In PySpark, both the map() and mapPartitions() functions are used to apply a transformation on the elements of a Dataframe or RDD (Resilient Distributed Dataset). However, there are some differences in their behavior and usage.

map() function:

  • The map() function applies the provided function to each element of the Dataframe or RDD individually. It processes one element at a time.
  • The provided function is applied independently on each partition, which means the function is invoked and executed for each element within the partition.
  • The input and output of the map() function are one-to-one. That is, for each input element, there is a corresponding output element.
  • The map() function is suitable for transformations that do not require access to the entire partition or involve complex logic.

Example:

# Using map() to add 1 to each element
df = spark.createDataFrame([(1,), (2,), (3,)], ["value"])
df_mapped = df.rdd.map(lambda row: row[0] + 1)
df_mapped.collect()

Output: [2, 3, 4]

mapPartitions() function:

  • The mapPartitions() function applies the provided function to each partition of the Dataframe or RDD. It processes a partition as a whole, rather than individual elements.
  • The provided function receives an iterator of elements within a partition and returns an iterator of output elements. It allows performing operations that require accessing the entire partition or maintaining state across elements within a partition.
  • The input and output of the mapPartitions() function can have different cardinalities.
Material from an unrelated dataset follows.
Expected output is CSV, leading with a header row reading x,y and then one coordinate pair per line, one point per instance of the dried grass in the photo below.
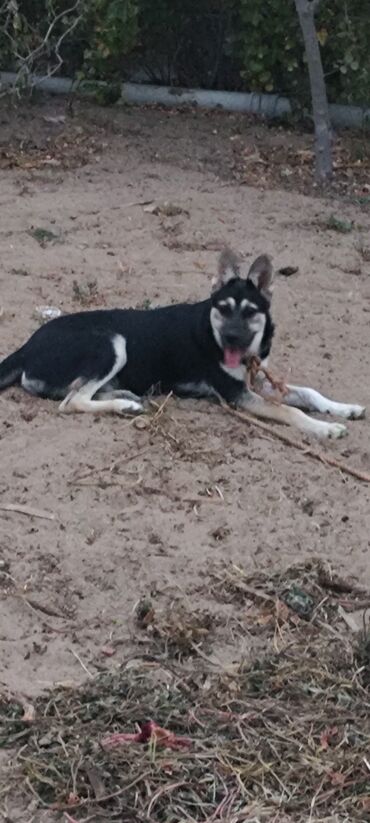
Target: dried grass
x,y
282,737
That is, the number of output elements can be different from the number of input elements.
  • The mapPartitions() function can be used for optimizations, as it reduces the overhead of invoking the provided function for each element individually.

Example:

# Using mapPartitions() to multiply all elements within each partition by 10
df = spark.createDataFrame([(1,), (2,), (3,)], ["value"])
df_mapped = df.rdd.mapPartitions(lambda iterator: (row[0] * 10 for row in iterator))
df_mapped.collect()

Output: [10, 20, 30]

In summary, the map() function is suitable for applying a transformation on each individual element, while the mapPartitions() function is useful when you need to process a partition as a whole or perform operations that require accessing the entire partition.